Jordan Baseman’s excellent art piece which was displayed at the Collective Gallery in Edinburgh earlier this year tiptoes cleverly around some of the aesthetic and political issues that surround Britain’s civic modernist heritage.
The main work is an elegaic piece, called A Hypnotic Effect, which follows a lifelong gym user, Ian Colquhon, who lost his legs in a fire at the age of 24. Colquhon is unable to swim but works out in the nearby weights room and spends time watching the water. ‘You’ve got a lot of good memories down there,’ he ways at one point. ‘I’ve only ever been able-bodied in one dream,’ at another. Baseman is a clever documentarist who listens closely to what his interviews are saying. Instead of representing, this beautiful hymn to the role of the has played in the life of one man, and by extension, the city itself with lingering shots of concrete stairwells, he has thought hard not about what the building gives him but about what the building gives to his subjec. Beautiful but bewildering ripples play on the screen, over which Colquhon’s wise words skirt the edges of melancholy.

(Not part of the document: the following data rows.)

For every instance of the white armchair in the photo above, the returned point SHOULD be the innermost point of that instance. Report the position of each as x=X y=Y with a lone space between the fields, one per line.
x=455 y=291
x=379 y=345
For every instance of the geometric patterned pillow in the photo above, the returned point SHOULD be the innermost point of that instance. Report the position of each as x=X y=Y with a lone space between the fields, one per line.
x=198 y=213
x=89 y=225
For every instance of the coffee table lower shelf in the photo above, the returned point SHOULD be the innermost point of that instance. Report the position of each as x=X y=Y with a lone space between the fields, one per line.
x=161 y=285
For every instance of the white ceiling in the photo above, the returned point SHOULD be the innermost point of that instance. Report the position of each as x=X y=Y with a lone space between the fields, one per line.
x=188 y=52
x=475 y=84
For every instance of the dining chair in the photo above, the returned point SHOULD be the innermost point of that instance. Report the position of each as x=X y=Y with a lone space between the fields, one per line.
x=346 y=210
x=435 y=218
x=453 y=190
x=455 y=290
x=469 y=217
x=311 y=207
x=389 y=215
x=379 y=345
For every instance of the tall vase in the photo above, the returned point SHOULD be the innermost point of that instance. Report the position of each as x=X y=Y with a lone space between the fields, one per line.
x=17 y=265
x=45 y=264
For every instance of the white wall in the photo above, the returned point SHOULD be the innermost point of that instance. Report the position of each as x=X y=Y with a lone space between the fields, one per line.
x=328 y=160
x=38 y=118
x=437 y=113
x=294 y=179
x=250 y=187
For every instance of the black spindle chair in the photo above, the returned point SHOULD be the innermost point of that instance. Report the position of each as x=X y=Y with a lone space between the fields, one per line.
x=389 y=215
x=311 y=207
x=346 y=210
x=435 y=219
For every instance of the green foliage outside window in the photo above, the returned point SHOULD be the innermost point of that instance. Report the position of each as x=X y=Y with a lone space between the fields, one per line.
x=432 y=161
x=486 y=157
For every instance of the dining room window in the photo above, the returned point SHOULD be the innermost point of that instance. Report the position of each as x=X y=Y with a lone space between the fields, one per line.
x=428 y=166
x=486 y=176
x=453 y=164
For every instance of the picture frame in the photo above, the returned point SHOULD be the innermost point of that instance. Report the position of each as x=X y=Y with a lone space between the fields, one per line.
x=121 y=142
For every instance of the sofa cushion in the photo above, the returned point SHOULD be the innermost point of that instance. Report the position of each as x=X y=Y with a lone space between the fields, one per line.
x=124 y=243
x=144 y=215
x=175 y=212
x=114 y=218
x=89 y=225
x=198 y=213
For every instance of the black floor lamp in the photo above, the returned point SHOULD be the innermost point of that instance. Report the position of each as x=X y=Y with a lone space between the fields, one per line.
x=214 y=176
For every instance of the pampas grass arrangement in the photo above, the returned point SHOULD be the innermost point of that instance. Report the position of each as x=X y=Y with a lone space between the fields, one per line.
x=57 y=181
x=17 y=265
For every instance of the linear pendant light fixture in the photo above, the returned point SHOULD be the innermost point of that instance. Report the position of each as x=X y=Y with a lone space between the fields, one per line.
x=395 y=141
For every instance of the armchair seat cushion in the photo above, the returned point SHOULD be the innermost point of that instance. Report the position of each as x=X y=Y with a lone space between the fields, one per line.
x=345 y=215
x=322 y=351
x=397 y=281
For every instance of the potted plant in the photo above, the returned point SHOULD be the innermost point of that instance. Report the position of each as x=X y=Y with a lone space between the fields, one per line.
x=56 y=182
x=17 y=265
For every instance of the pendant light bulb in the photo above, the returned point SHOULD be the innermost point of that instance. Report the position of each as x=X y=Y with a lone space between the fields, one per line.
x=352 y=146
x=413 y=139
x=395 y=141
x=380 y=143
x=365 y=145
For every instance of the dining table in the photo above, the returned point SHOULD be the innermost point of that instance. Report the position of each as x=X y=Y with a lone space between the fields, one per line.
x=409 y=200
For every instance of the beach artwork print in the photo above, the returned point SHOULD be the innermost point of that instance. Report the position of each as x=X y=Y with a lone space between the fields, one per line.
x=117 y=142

What the Commonwealth Pool gives is space and an unassuming architecture upon which can be grafted the needs of Edinburgh’s citizens. When I was a child, the dramatic mezzanine, which thrust out over the submerged pools contained a café, which served chips that could be smelt from the entrance. Today it is a kids soft play area. I remember when they put the flumes in which snaked outside the building and briefly into the wild landscape of Holyrood Park. I remember when they took them down again. In the room were the weights room now stand, I did judo. Badly. For a month. This space was designed to be used and reused and changed. It will close soon for a full refurbishment and reopen in time for the Glasgow Commonwealth Games in 2014. A civic space for Scotland as well as Edinburgh.
Almost as telling and certainly a companion piece to Baseman’s langorous, touching piece about Colquhon is an adjacent interview with Euan Colam, the project architect from RMJM for the building. It’s a fascinating encoungter. Here you have a London-based artist who says that he ‘loves modernism’ interviewing an architect who can’t really understand how anyone can ‘love’ something that is so self-evidently the right way of approaching architecture. ‘I don’t quite know what you mean about the experiment of Modernism,’ he says at another point. A dour Scot schooled in the tradition of High Modernism with very little time for contemporary attitudes, which sees Modernism as a thing, a fetish relational object in itself, to be protected at all costs, indeed to be totemised in order to somehow conjur up again the political relationships which allowed it to flourish in the first place. (If only this were true.)
Baseman is smarter than that: more of an artist. He’s captured the importance of civic Modernism by encouraging us to remember that Modernism is about the play of space and light; a considered act by a designer rather than a fashionable aesthetic or a banner to wave in order to re-invoke a more familiar political relationship between state and individual.